Bank details aren’t visible on standing orders, so the owner could not verify the caller’s bank details. The fraud was only fully revealed when the father called his bank. His bank moved the funds from the nursery’s account back to his.
‘The fraudster has been very clever,’ said the owner. ‘Obviously he had managed to get into the dad’s bank account, seen the standing order and Googled me.’
But while the fraud initially sounded plausible, ‘there were other little things that didn’t add up’, the owner said. ‘He said it was £5,000 but actually it was £4,200 – I thought a parent would be more specific. He kept ringing every ten minutes. His phone calls got more aggressive. I knew this parent and he would not be shouting about this.’
Police are investigating and the nursery owner said she hoped the story would be a cautionary tale. ‘If he was just ringing a general accounts department, who is to say they wouldn’t make the transfer? I dread to think what would have happened if it had been a big nursery where they don’t know all the parents.’

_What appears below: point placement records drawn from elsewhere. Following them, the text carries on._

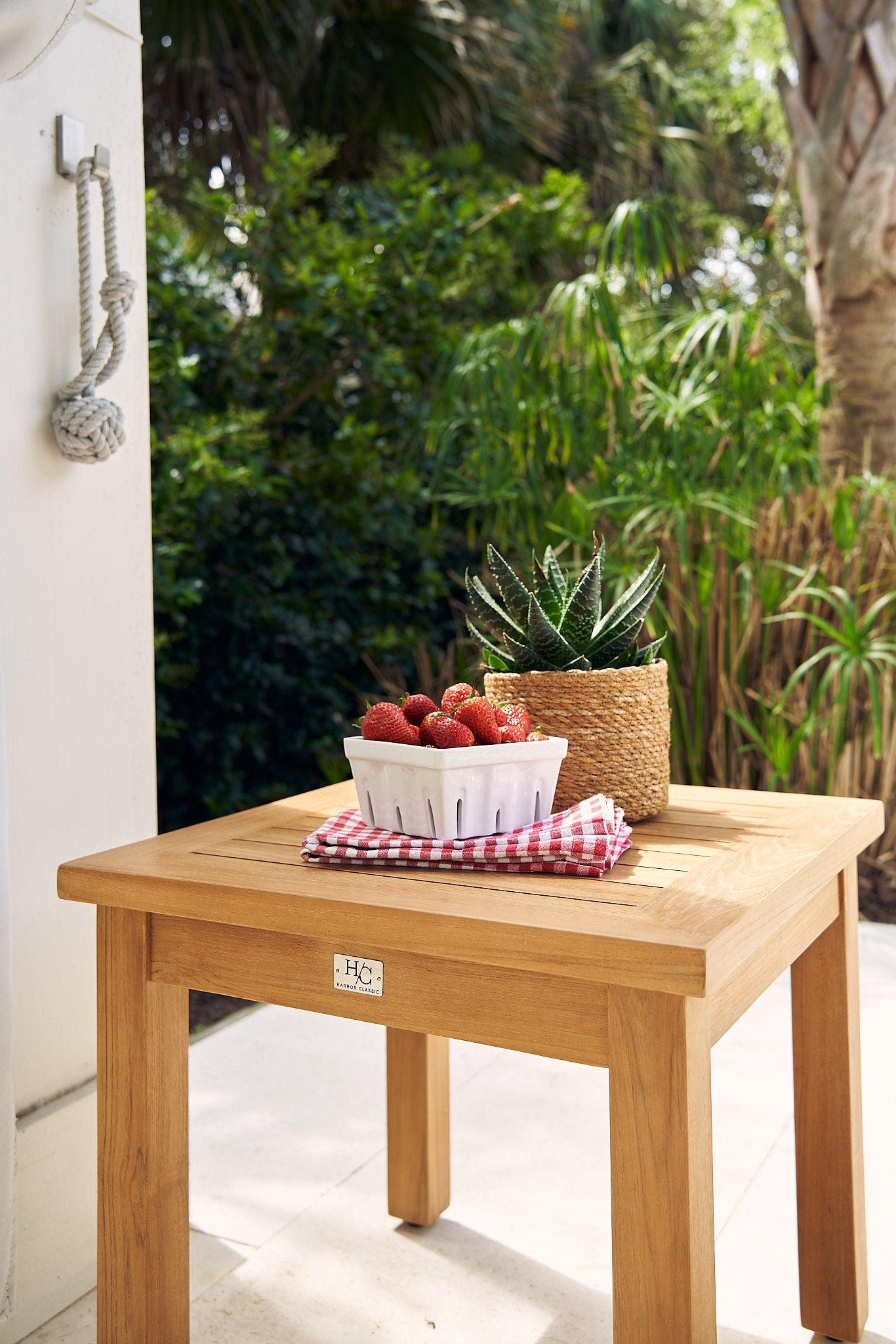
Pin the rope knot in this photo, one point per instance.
(117, 288)
(89, 429)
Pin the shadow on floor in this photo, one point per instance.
(579, 1314)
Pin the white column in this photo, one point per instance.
(75, 629)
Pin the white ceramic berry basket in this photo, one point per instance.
(458, 792)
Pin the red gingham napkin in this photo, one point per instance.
(583, 842)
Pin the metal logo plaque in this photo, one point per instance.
(357, 975)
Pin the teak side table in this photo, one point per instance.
(640, 972)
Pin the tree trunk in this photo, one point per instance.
(843, 123)
(856, 343)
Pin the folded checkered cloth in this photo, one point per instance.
(583, 842)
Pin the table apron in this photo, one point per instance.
(538, 1013)
(497, 1005)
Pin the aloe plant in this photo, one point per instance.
(559, 624)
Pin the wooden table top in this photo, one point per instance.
(706, 885)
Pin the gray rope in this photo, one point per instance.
(89, 428)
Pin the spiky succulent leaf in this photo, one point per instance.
(544, 593)
(636, 598)
(512, 589)
(556, 578)
(527, 659)
(548, 642)
(648, 654)
(621, 646)
(485, 642)
(583, 609)
(492, 616)
(615, 637)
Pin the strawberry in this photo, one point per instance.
(479, 717)
(456, 695)
(518, 715)
(426, 727)
(386, 723)
(510, 733)
(417, 707)
(443, 732)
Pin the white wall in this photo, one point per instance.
(75, 628)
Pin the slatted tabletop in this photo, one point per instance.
(704, 883)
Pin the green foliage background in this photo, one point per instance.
(555, 292)
(295, 348)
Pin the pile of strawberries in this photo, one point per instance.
(465, 719)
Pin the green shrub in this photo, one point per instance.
(293, 347)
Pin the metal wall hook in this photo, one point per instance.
(70, 151)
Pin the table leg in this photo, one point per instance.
(661, 1169)
(417, 1081)
(143, 1268)
(830, 1192)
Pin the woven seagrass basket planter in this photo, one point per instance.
(617, 724)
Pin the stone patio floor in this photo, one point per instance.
(292, 1242)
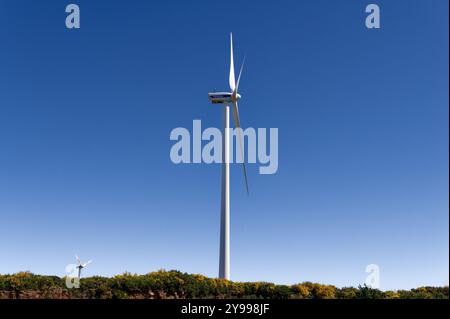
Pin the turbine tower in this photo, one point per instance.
(227, 99)
(81, 265)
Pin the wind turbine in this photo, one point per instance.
(80, 265)
(227, 99)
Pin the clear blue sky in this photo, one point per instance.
(85, 118)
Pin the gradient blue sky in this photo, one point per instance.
(85, 118)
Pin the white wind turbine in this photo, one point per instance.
(227, 99)
(81, 265)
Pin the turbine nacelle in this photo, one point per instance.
(223, 97)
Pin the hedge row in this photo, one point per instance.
(175, 284)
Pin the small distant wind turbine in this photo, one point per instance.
(227, 98)
(81, 265)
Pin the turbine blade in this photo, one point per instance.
(239, 76)
(237, 124)
(232, 80)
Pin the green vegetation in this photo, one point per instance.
(174, 284)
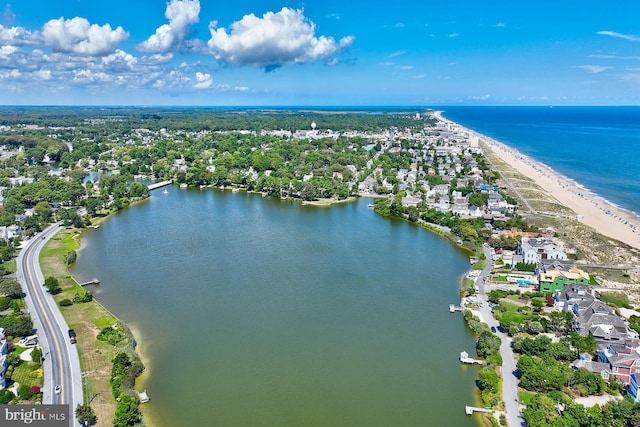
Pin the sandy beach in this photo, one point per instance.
(590, 208)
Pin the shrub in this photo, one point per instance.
(72, 256)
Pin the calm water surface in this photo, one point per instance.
(259, 312)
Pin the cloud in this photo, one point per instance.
(42, 75)
(285, 37)
(17, 36)
(7, 15)
(594, 69)
(397, 53)
(181, 15)
(619, 35)
(6, 51)
(203, 80)
(77, 36)
(605, 56)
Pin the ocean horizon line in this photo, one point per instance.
(321, 106)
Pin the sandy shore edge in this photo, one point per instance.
(590, 208)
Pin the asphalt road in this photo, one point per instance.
(61, 363)
(509, 380)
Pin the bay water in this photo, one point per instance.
(596, 146)
(253, 311)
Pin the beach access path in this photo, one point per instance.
(590, 209)
(509, 380)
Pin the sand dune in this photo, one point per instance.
(590, 208)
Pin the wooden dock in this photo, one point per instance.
(471, 409)
(453, 308)
(464, 358)
(159, 184)
(93, 281)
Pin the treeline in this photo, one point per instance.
(213, 119)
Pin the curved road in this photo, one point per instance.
(61, 363)
(509, 381)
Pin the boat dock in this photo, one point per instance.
(471, 409)
(93, 281)
(144, 397)
(159, 184)
(453, 308)
(464, 358)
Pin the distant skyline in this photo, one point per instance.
(329, 53)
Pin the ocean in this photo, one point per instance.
(598, 147)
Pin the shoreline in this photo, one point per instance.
(590, 208)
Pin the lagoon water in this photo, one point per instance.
(596, 146)
(259, 312)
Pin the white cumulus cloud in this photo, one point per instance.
(17, 36)
(203, 80)
(78, 36)
(284, 37)
(630, 37)
(594, 69)
(181, 15)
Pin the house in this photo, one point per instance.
(411, 201)
(598, 319)
(573, 294)
(555, 280)
(4, 349)
(633, 387)
(623, 360)
(599, 368)
(534, 250)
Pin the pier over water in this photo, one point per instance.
(159, 184)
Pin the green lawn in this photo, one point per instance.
(28, 373)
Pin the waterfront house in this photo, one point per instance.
(556, 279)
(598, 319)
(573, 294)
(534, 250)
(599, 368)
(623, 360)
(4, 349)
(633, 387)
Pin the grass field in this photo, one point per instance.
(87, 319)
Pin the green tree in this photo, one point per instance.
(126, 411)
(85, 414)
(52, 284)
(5, 396)
(10, 288)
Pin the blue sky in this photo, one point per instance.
(342, 53)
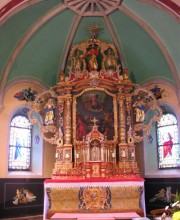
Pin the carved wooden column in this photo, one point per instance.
(122, 118)
(67, 121)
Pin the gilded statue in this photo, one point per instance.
(139, 110)
(50, 112)
(110, 60)
(77, 61)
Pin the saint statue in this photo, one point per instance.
(50, 114)
(139, 110)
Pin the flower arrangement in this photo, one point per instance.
(175, 207)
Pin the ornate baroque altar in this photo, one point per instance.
(94, 116)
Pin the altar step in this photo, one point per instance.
(95, 216)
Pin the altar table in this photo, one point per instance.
(94, 196)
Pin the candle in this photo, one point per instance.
(123, 153)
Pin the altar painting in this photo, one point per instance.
(94, 104)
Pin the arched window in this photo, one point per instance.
(20, 144)
(168, 142)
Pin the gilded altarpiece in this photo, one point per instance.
(94, 116)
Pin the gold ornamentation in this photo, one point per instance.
(95, 198)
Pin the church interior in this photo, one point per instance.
(89, 109)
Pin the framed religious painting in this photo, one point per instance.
(94, 106)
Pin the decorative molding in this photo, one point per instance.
(93, 7)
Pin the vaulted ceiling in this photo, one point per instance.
(36, 36)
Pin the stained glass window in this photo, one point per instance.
(168, 142)
(20, 144)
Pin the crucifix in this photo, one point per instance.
(95, 151)
(94, 120)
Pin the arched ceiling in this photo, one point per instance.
(36, 36)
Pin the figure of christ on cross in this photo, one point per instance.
(95, 156)
(94, 120)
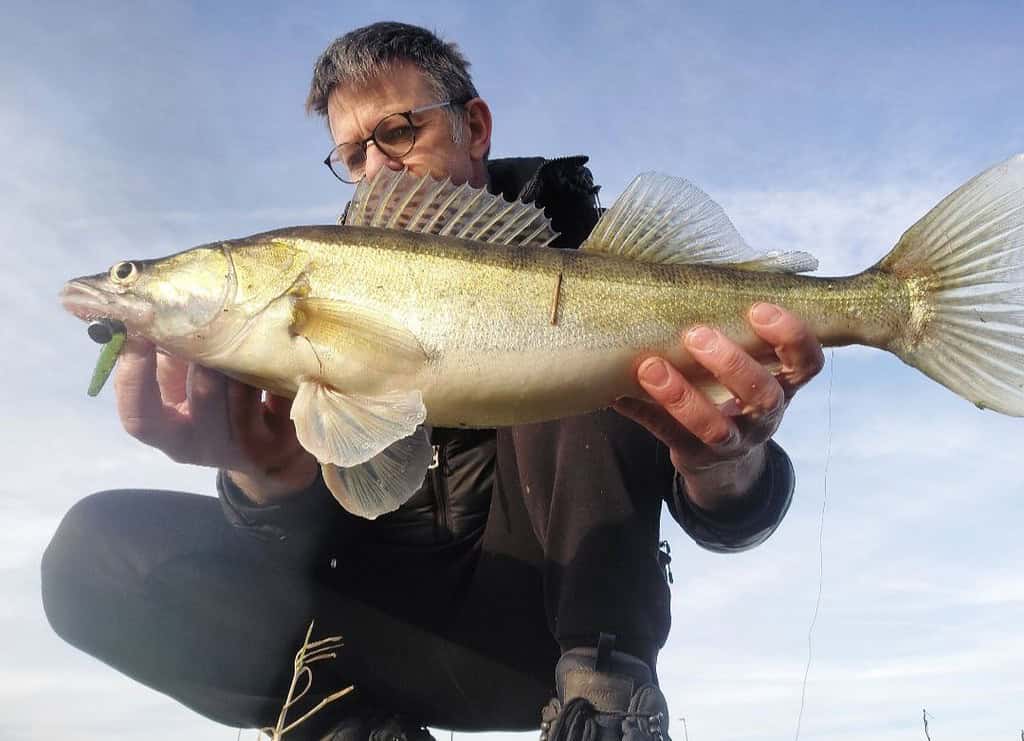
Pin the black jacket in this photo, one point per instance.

Del Sharman, director of Pound Gates Chartered Insurance Brokers, said nurseries could be liable – even as victims of fraud and with the best of intentions – if they transfer money into the wrong account. ‘The most likely outcome if the money had been transferred would be that the parents would have had good grounds to pursue a civil claim in negligence against the nursery to recover the funds.’
Mr Sharman added, ‘Thankfully in this case the nursery quickly realised that something didn’t add up and took the right action.
‘We would always suggest that payments are checked by a minimum of two people before they are issued and that agreed safe words/passwords are in place with parents. This “double-lock” approach will help to avoid the human error element, which is what criminals are preying upon.
‘This story could have ended very differently if the nursery had succumbed to the pressure from the fraudster and transferred the money. Banks are often unable to recover amounts paid to fraudsters.’